Exosomes play roles in sequential processes of tumor metastasis

Overwhelming evidence demonstrates that exosomes, a series of biologically functional small vesicles of endocytic origin carrying a variety of active constituents, especially tumor‐derived exosomes, contribute to tumor progression and metastasis. This review focuses on the specific multifaceted roles of exosomes in affecting sequenced four crucial processes of metastasis, through which cancer cells spread from primary to secondary organs and finally form macroscopic metastatic lesions. First, exosomes modulate the primary tumor sites to assist cancer growth and dissemination. In this part, five main biological events are reviewed, including the transfer of oncogenic constituents, the recruitment and activation of fibroblasts, the induction of angiogenesis, immunosuppression and epithelial‐mesenchymal transition (EMT) promotion. In Step 2, we list two recently disclosed mechanisms during the organ‐specific homing process: the exosomal integrin model and exosomal epidermal growth factor receptor (EGFR)/miR‐26/hepatocyte growth factor (HGF) model.

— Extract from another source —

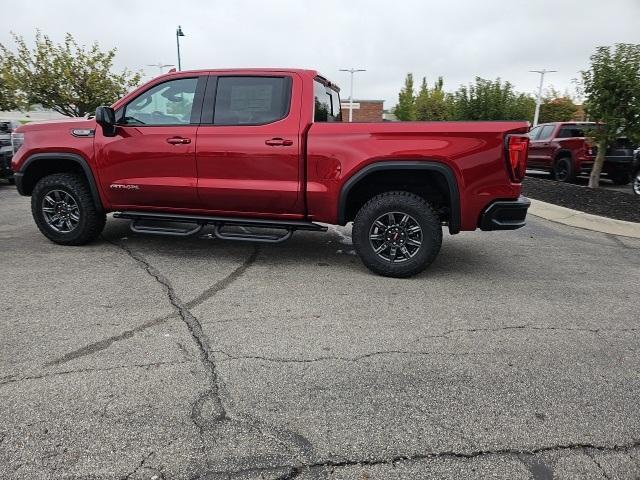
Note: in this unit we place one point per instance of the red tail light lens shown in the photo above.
(517, 149)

Subsequently, Step 3 focuses on the interactions between exosomes and pre‐metastatic niche, in which we highlight the specific functions of exosomes in angiogenesis, lymphangiogenesis, immune modulation and metabolic, epigenetic and stromal reprogramming of pre‐metastatic niche. Finally, we summarize the mechanisms of exosomes in helping the metastatic circulating tumor cells escape from immunologic surveillance, survive in the blood circulation and proliferate in host organs.